All right, if he wants to play it that way... “Main sequence, Parallel, Fourth Quadrant, Fifth Division.”
No reaction.
“Sixth Key.”
There’s a reaction.
“So you’re from the future.”
“It’s more complicated than that, but yeah.”
“In our experience, people from the Sixth Key come here on purpose, unlike people like me.”
Humbert keeps quiet.
“Were you traveling alone?” Vearden continues.
“What does that mean?”
He pauses again. “More are coming.”
“How many more?”
He pauses yet again. “Millions.”
“Are they coming here?” He points to the ground. “Specifically here?”
“Specifically yes.”
“Are you running from the war?”
Humbert smiles. “You know more than I was told you would.”
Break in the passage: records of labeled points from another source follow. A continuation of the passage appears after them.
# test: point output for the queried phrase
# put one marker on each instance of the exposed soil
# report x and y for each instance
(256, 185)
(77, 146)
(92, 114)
“We cannot accommodate millions.”
“That is why I came here as vanguard, to clear a path.”
“You mean you’re going to attack us? How are ya gonna do that alone?”
“I already have. You think that mask will save you?” He looks at the plastic wall between them. “You think this...crude polymer can hold me?”
Vearden glowers at him. “You’re diseased.”
“The portal moves. It doesn’t move much, but I knew that I wouldn’t appear already inside of quarantine unless I got very unlucky. You shoulda built a bigger tent.”
Vearden gets the attention of the soldiers. “Shoot him. Now.”
“It’s too late,” are Humbert’s final words before a dozen bullets hit him in the chest, killing him in seconds.
Vearden didn’t want to do that, but the love of his life is in this reality. She’s in this very city. If one man has to die to save her, he’ll accept that sacrifice. If everyone else in here has to die, including himself, he’ll accept that too. “Seal the place up,” he orders. “No one in or out. This whole tent is under quarantine now.”